The Post Office Diversification Fund is planned to run for three years and has been set up to offer help and advice with advertising, marketing, business advice, training and setting up new services for customers. The fund can also help with improving access, security and upgrading computer equipment, etc. This is the One Wales Government helping to deliver improvements to important services in our communities, which makes a pleasant change by way of comparison with recent Westminster Governments.
With a Westminster election pending, it is worth remembering that while the Post Office Closure Programme has always been Westminster driven and a non devolved matter enough voices of concern were raised in Wales to make the National Assembly listen.

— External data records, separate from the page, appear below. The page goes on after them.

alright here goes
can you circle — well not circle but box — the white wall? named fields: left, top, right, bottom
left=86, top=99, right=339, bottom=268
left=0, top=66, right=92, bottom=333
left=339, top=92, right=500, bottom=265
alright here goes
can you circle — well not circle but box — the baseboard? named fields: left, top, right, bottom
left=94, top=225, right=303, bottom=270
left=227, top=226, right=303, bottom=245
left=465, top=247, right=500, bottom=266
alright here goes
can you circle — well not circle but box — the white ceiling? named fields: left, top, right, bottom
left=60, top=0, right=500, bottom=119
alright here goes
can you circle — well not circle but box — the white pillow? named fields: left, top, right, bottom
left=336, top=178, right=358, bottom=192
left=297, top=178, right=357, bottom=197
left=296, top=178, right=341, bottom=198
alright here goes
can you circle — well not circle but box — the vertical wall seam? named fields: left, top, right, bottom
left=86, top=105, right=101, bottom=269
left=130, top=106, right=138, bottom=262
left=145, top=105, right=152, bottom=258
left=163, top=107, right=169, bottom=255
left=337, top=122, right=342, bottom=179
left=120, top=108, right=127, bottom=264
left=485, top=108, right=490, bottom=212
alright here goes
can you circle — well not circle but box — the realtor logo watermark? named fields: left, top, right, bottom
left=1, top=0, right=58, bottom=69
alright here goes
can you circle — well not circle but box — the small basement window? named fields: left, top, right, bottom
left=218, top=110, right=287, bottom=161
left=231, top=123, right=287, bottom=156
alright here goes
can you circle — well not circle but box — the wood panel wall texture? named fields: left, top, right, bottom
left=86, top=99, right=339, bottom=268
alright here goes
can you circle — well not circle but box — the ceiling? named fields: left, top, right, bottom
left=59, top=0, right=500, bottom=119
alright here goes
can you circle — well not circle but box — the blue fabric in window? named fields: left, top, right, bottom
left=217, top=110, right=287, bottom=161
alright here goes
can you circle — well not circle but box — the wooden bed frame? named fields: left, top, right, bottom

Despite the fact that local Labour MP's in Caerphilly (Wayne David) and Newport East (Jessica Morden) said one thing about the closure programme but voted for it in Westminster and hoped that no one would notice - oops! there were a number of successful local campaigns to keep their post offices.
The cold reality is that since 1997, the New Labour Government has ensured that less and less services can be provided through the post office network and has deliberately sought to undermine these vital small businesses; by taking away important income streams such as television licence and the processing of benefits and pension entitlement. The New Labour Government merely followed the policy of its Conservative predecessor by going out of its way to systematically undermine the Post Office Network by making it practically impossible for sub postmasters to earn a living, and forcing them to close their businesses. New Labour came to power in 1997, since then some 4,000 Post offices have been closed, and some 3,000 Post offices were closed by the previous Conservative administration.
When Polling Day comes, amongst all our other concerns, the voters should neither forgive nor forget this government’s role in decimating our Post Office network, if the rundown of our rural and small town Post Offices continues and more are forced to close down then many thousands of more vulnerable older people could become more isolated from the local community in our urban and rural areas.
There is a world of difference between a need for Post Offices to modernise to make them more financially viable, and the programme of wholesale closure that has been undertaken over the last fifteen years. One final thing, it is important to remember that the New Labour Government closed the Post Offices without adequately exploring how Post Offices could expand their services and was merely following the line adopted by the previous Conservative Governments.